The edit and sequencing of the photographs is the same as the original. It is in the trim size and printing where the major changes have been made. The original (judging from the soft cover copy of the 1st edition) is approximately 7 X 8.5 inches in size. The new edition is 8 X 9.5 inches so it has a noticeable difference in size. This new edition also adds a couple essays and other information regarding the plates that create a sense of a “book that is studying a book” instead of just presenting the work. As a scholarly title it is interesting. Luc Sante contributes what I think is a really great, often poetic essay on reading the work and book. Jeff Rosenheim, the curator of photographs at the Met adds to the back-story regarding Evans’ process of creating the photos and the publishing of the book as well.

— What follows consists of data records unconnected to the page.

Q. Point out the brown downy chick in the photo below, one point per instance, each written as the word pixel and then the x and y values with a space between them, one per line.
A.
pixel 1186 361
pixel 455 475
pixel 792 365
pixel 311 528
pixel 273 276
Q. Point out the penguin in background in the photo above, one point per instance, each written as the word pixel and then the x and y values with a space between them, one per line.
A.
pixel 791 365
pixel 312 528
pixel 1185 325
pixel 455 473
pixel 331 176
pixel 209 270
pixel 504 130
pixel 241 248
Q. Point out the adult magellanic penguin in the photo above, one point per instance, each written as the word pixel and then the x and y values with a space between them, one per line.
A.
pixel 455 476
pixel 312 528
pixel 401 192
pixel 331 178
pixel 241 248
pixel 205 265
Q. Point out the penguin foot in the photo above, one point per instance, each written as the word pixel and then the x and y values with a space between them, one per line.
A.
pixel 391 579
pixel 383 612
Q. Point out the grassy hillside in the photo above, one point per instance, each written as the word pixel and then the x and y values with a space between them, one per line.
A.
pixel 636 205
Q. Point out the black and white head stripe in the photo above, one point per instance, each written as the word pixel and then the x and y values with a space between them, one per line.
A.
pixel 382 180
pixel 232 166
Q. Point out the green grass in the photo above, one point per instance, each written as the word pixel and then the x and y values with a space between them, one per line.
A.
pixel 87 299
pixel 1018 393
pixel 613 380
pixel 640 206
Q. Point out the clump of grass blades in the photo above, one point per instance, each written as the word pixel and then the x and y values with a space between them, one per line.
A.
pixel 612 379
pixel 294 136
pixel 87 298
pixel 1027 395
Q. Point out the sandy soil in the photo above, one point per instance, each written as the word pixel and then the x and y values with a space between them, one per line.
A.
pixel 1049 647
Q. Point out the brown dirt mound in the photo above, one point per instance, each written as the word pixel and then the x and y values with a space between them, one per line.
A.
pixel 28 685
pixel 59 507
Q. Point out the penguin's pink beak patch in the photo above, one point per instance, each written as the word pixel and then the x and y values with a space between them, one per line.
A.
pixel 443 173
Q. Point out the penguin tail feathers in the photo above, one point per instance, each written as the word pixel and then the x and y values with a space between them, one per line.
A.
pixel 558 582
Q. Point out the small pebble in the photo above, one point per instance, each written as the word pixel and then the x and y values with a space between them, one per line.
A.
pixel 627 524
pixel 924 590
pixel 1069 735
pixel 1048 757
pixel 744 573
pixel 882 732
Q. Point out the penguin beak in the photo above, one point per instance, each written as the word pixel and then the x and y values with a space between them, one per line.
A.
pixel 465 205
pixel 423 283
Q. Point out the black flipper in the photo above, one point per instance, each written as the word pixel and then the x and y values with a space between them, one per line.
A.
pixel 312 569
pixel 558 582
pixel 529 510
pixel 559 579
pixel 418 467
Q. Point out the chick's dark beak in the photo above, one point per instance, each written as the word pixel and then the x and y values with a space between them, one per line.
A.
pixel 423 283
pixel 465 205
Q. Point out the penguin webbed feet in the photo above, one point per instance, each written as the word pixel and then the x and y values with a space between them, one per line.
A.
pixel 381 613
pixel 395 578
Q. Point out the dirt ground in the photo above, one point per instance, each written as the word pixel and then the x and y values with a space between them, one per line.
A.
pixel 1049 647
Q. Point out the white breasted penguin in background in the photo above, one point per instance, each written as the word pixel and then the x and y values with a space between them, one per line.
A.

As a title that exists as the work intended, I think this reissue slights that by self consciously emphasizing the importance of the work with the inclusion of the two essays. James Agee’s introduction to the original provided all that may be necessary in regards to text. The two added texts either just reiterate Agee’s sentiment or dwell on the “study” of the work. They are interesting but re-contextualize the book from the original.
The biggest mistake with the new edition is the alteration of the cover art. The original is wonderfully simple with its biblical reference. The type is strong and demands reverence. The overlay of the “Lex. Ave. Local” is a nice subtle aberration to the static, heavy feel of the title. I think, from a design standpoint, it was a remarkable accomplishment.
The new edition features and image (Pal Tells How Gungirl Killed) with the title sandwiched between the two figures in the photo. Although the font is the same it is smaller and squeezed into the layout. I sense that Yale and the Met figured that if they went with the original black cover that the book wouldn’t sell as well. Maybe they are right. I think they are wrong. I believe that most people who would buy this title are already very familiar with the original or familiar in general with Walker’s work that that would be the selling point.
That aside, the printing of the new edition is vastly improved from the original edition. The photographs have gradations and subtleties that were literally eaten by the original. The new printing also achieves a richness in the prints that the original lacked. The black tonalities in the original were always a bit anemic looking.
It is a really wonderful book that I am happy was chosen to live another few years.
One small potential benefit of the reissue phenomenon might be that booksellers in the act of searching for the pricing of a title might mistake the original edition for the reprint. I only mention this because somehow, I miraculously bought my first edition soft cover of Many Are Called in a Park Slope bookstore about two months ago for $35.00. The new edition retails for about the same price. How often do you think that will happen? Lucky me.